Introduction

The pressure, temperature and time (P-T-t) path experienced by a metamorphic terrane provides significant information about metamorphic processes and the dynamics of orogenic systems. Building these P-T-t paths however, is not a trivial task and requires a full understanding of the mineralogical and textural relationships preserved within the rocks. In this study we show an example where likely mineral misidentification led to errors in inferences about both P-T-t trajectory and tectonic scenario.

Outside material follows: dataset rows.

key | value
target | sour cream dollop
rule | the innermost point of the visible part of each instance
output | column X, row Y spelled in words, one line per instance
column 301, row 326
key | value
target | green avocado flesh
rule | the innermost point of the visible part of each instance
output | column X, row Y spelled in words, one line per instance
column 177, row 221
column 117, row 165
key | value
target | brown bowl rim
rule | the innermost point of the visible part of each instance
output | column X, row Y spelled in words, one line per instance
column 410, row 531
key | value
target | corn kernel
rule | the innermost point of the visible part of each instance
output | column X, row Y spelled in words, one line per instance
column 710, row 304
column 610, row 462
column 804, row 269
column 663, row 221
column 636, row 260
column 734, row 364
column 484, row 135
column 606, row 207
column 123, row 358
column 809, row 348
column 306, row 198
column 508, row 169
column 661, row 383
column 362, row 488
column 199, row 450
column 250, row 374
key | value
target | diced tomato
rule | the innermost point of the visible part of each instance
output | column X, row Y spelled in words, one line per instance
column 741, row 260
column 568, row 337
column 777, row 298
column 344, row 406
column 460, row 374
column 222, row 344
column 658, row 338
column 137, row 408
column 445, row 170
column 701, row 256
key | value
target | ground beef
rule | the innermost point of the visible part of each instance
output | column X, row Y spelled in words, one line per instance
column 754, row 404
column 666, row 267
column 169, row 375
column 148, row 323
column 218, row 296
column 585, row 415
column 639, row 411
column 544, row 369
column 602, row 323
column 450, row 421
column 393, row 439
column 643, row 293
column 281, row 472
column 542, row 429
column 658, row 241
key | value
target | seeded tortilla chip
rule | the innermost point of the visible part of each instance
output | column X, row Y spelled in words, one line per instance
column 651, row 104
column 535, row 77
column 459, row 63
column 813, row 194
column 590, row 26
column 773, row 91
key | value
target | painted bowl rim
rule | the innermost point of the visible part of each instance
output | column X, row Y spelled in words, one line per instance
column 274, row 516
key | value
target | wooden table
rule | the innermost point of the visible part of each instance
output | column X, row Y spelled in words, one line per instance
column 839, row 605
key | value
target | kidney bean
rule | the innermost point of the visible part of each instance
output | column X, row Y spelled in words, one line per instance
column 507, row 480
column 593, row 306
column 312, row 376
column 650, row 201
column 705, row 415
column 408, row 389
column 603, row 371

In the central Musgrave Block, central Australia, Maboko et al. (1991) and Ellis and Maboko (1992) reconstructed a P-T-t path that invoked changing physicochemical conditions during one metamorphic episode at ~1200 Ma to account for the textures preserved in granulites, and involved the following sequence of events.

  • (M1) Granulite-facies metamorphism at ~40 km depth and 850-900°C,

  • (M2) isobaric cooling and deformation of the granulites to form eclogite,

  • (M3-M4) rapid tectonically driven exhumation, with little cooling of the lower part of the thickened crust to a depth of 15-20 km at ~1190 Ma, and

  • (M5) deformation and metamorphism at greenschist- to lower amphibolite-facies during the Petermann Orogeny (~550 Ma) after a residence period of ~640 Ma in the mid-crust with a total exhumation of only 2-7 km in the interval between M4 and M5.

The tectonic mechanism envisaged to produce rapid exhumation in the time interval between M1 to M4 (<20 Ma), involved extensional unroofing, along normal faults that lie outside the immediate area.

Figure 1. Geological map of the Mt Woodroffe region

Geological map of the Mt Woodroffe region

Geological map of the Mt Woodroffe region showing the distribution of the major faults, shear zones, granulite-facies gneiss and the areas affected by the high-pressure overprint. Modified after Major (1973) and Camacho et al. (1997).


A problem with this P-T-t trajectory is that mafic dykes as young as ~840 Ma (Zhao and McCulloch, 1993) are deformed by the eclogite-facies overprint (Camacho et al., 1997) indicating that the metamorphic and deformational textures developed between M2 to M4 needed re-evaluation.